Ringo angled his chair closer to Ellie in such a way that he could cover the hill’s sloping view.

Notably, Ellie moved her chair farther from him.

Undeterred, he shifted the chair again, bringing it an inch closer.

She turned her whole body away from him. Interesting. Their silent argument spoke volumes. The bastard had hurt her, or lied to her. But she wasn’t running from him, yet.

Frustrated, Ellie blurted out, “I don’t fucking believe this. First Johnny, now you two. What are the odds?”

“Considering who our grandfather was?” Allie pointed her question at her twin.

“You’d think the whole world was run by thugs.” Ellie threw one hand out from her tightly crossed body. Even her legs were crossed.

“Thugs? That’s all you think of me?”

Ringo sounded wounded, but he wasn’t. That was sarcasm. I’d lived with him long enough to hear the difference.

Allie cleared her throat, interrupting what her sister was going to fire back at my nemesis… and my best friend.

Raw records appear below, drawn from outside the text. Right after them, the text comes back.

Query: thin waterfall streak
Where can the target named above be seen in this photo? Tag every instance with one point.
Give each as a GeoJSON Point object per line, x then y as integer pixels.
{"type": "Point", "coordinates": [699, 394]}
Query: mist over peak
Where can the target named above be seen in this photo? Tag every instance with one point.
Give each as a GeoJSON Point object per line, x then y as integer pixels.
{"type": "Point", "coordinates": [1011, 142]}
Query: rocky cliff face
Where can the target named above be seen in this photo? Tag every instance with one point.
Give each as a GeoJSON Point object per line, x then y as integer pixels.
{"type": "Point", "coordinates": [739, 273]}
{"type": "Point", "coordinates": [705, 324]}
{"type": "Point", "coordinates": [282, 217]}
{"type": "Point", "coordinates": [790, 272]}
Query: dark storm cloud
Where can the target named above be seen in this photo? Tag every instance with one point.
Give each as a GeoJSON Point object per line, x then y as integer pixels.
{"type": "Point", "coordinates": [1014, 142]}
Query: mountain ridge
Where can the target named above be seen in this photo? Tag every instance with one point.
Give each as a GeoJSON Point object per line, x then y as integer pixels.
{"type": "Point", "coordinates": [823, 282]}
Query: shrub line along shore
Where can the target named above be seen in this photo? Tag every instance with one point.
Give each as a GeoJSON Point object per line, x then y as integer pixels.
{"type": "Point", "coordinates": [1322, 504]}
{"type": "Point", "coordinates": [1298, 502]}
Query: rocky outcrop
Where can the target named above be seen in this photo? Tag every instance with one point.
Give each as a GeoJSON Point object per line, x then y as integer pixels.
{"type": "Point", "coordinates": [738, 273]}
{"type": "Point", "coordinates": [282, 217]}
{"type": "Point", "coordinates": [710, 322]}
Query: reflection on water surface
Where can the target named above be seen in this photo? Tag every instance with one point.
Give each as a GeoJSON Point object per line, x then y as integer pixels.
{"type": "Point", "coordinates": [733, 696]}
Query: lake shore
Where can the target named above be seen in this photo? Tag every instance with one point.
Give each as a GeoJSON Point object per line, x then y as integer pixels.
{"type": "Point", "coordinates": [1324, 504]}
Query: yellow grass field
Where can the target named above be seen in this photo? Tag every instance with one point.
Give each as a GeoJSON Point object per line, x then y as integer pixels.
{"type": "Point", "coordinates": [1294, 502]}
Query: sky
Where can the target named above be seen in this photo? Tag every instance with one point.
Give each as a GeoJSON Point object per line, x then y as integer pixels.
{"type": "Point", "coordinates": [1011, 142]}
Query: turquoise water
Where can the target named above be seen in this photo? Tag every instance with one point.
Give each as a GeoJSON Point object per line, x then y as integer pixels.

In the back of my mind, I knew why he took that marker. It wasn’t for the challenge like he claimed. He’d taken it as an excuse to follow me and take out any hitman stupid enough to try to kill me. Our scuffle in the parking lot was just that, a scuffle. One of many we’d had over the years.

My wife carried the conversation. “Okay, since Ellie isn’t up to speed, here goes. His father is a politician.”

“A.K.A. crook, no doubt,” Ellie muttered.

Loppa snorted, then murmured to Firenze, “I think both of them are smart women.”

“What did he call me?” Ellie asked Ringo.

“Smart.” Ringo’s translation quieted her. She twisted to send Loppa a silently mouthed, “Thank you.”

Loppa grinned.

“And he’s trying to increase his hold on the… shall we say, more ingrained elements of non-political power in this country by setting up an arrangement with the Conti family.”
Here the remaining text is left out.